The best laboratory method of securing free chlorine is to heat in a water bath a mixture of hydrochloric acid and manganese dioxide, a compound containing one part of manganese and two parts of oxygen. The heat causes the manganese dioxide to give up its oxygen, which immediately combines with the hydrogen of the hydrochloric acid and forms water. The manganese itself combines with part of the chlorine originally in the acid, but not with all. There is thus some free chlorine left over from the acid, and this passes off as a gas and can be collected, as in Figure. Free chlorine is heavier than air, and hence when it leaves the exit tube it settles at the bottom of the jar, displacing the air, and finally filling the bottle.

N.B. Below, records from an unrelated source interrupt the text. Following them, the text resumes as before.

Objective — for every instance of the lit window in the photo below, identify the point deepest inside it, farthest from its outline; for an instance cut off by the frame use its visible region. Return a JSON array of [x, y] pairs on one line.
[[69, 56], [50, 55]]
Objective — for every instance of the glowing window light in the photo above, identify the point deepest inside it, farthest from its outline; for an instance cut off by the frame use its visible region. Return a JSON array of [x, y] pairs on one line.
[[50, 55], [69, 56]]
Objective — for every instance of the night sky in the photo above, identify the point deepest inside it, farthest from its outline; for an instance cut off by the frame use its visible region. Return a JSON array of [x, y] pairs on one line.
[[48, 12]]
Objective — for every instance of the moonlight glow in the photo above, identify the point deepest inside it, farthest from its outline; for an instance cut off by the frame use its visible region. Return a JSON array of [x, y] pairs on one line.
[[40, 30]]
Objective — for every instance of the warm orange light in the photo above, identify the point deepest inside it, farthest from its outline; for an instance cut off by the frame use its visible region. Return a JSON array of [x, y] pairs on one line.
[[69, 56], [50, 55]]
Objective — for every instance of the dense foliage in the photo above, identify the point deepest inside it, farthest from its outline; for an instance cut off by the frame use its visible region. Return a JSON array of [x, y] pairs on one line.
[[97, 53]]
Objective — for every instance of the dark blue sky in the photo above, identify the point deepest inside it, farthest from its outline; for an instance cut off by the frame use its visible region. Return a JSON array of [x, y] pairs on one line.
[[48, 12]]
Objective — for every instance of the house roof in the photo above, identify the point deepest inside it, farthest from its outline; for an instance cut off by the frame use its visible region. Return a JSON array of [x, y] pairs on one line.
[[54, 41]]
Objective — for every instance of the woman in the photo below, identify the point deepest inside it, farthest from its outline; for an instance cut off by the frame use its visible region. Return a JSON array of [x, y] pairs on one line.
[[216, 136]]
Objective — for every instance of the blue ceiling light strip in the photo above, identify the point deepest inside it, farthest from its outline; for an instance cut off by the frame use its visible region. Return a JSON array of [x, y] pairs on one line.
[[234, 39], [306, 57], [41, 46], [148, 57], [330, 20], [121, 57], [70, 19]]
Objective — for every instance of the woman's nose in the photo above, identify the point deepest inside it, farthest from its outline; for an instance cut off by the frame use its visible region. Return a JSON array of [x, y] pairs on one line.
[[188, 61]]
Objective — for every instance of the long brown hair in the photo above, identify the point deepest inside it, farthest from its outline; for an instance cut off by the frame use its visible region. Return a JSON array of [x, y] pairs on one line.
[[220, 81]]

Chlorine is a very active substance and combines readily with most substances, but especially with hydrogen; if chlorine comes in contact with steam, it abstracts the hydrogen and unites with it to form hydrochloric acid, but it leaves the oxygen free and uncombined. This tendency of chlorine to combine with hydrogen makes it valuable as a bleaching agent. In order to test the efficiency of chlorine as a bleaching agent, drop a wet piece of colored gingham or calico into the bottle of chlorine, and notice the rapid disappearance of color from the sample. If unbleached muslin is used, the moist strip loses its natural yellowish hue and becomes a clear, pure white. The explanation of the bleaching power of chlorine is that the chlorine combines with the hydrogen of the water and sets oxygen free; the uncombined free oxygen oxidizes the coloring matter in the cloth and destroys it.
Chlorine has no effect on dry material, as may be seen if we put dry gingham into the jar; in this case there is no water to furnish hydrogen for combination with the chlorine, and no oxygen to be set free.
FIG. - Preparing chlorine from hydrochloric acid and manganese dioxide.